The Deep Image and Ethnopoetics
IN THE LATE ’50S AND EARLY ’60S, another group important to the New American Poetry was emerging, primarily in New York. They were a sort of “in-between” generation—younger than most of the poets in the Allen anthology but older than the second-generation New York School or the Language poets. This group began publishing in magazines such as Some/thing, Poems from the Floating World, Trobar, Matter, and Caterpillar. Poets most closely allied with this group include Jerome Rothenberg, Robert Kelly, Clayton Eshleman, Diane Wakoski, David Antin, Paul Blackburn, Frank Samperi, Armand Schwerner, and George Economou.
The basic sense of deep image poetry, as distinct from Imagism, was, according to Robert Kelly, to “generate a kind of poetry not necessarily dominated by the images, but in which it is the rhythm of images which forms the dominant movement of the poem.” [8] Jerome Rothenberg would later describe the “deep image” as “a power, among several, by which the poem is sighted & brought close.” Investigations into deep image existed alongside and resonated with work in translation, performance, and an awareness of earlier avant-gardes and poetry from “those anonymous tribal & subterranean predecessors.”

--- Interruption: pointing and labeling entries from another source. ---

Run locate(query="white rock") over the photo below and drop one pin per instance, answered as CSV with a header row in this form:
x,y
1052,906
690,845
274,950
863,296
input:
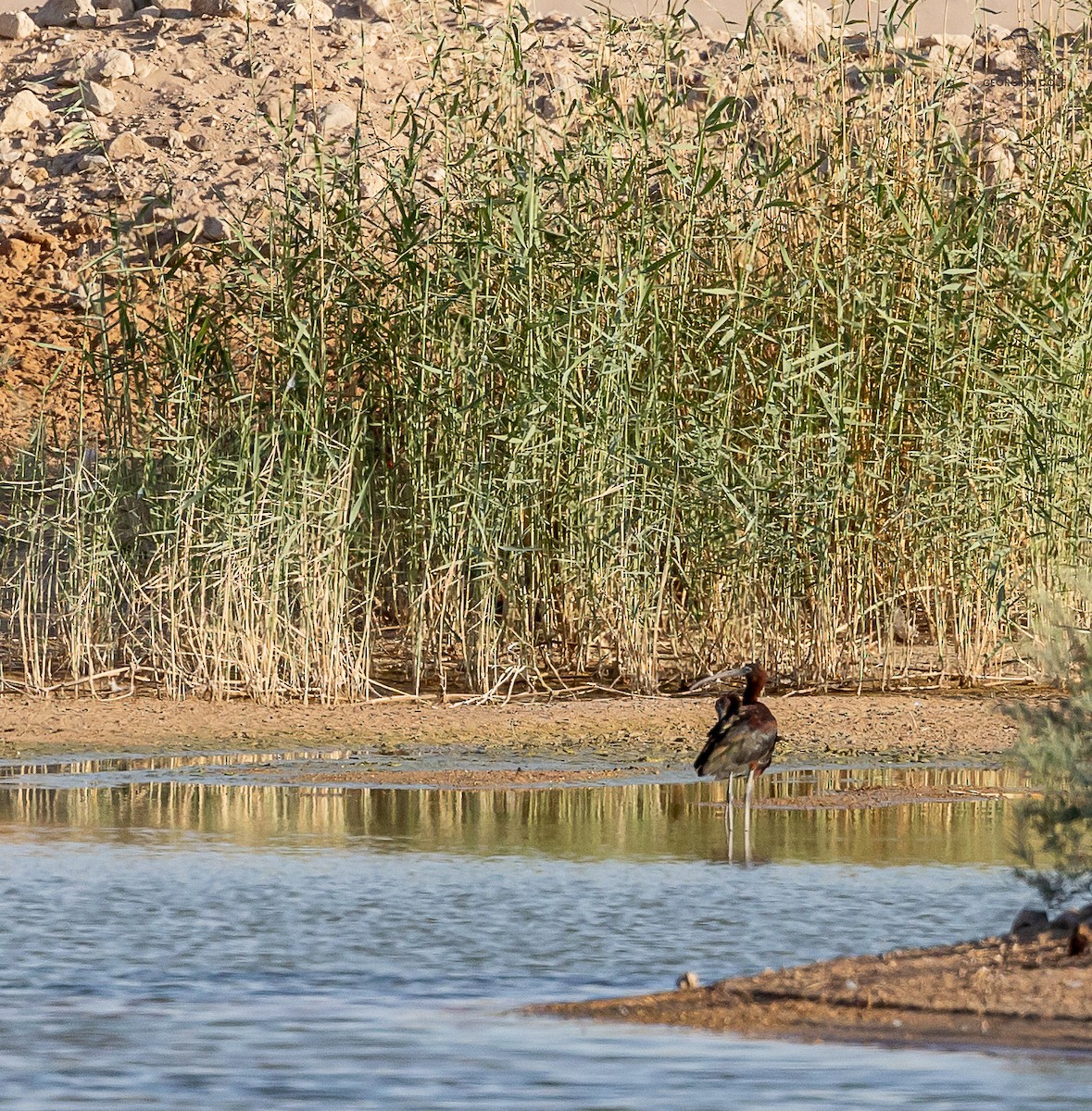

Consequently, these poets were keenly aware of the need to build on the insights and discoveries of Dada and Surrealism. Ethnopoetics developed, in part, out of a growing awareness “that we weren’t just doing something new (which we were) but were getting back in our own terms to fundamental ways of seeing & languaging from which we (the larger ‘we’ of the Western enterprise) had long been cut off.” [9] Thus, ethnopoetics is a recognition of the “primitive” as a way to ease ourselves into the future. Alcheringa: Ethnopoetics, “a first journal of the world’s tribal poetries,” edited by Jerome Rothenberg and Dennis Tedlock, published five numbers in its first series (1970–73) and continued forward with a second series in 1975. Several of the issues contained phonograph records, including readings by Jaime de Angelo, Jackson Mac Low, and Anne Waldman.
New Wilderness Letter (edited primarily by Jerome Rothenberg but with the help of co- and guest editors) extended the ethnopoetics project into an exploration of the relation between old and new forms of art-making across the full spectrum of arts. One of the most interesting issues was New Wilderness Letter 11 (1982), entitied The Book, Spiritual Instrument, which Rothenberg coedited with anthropologist/poet David Guss. A significant contribution to the ethnopoetic project is to be found in the collection of anthologies edited by Rothenberg, including Technicians of the Sacred, Shaking the Pumpkin, America: a Prophecy (with George Quasha), and A Big Jewish Book.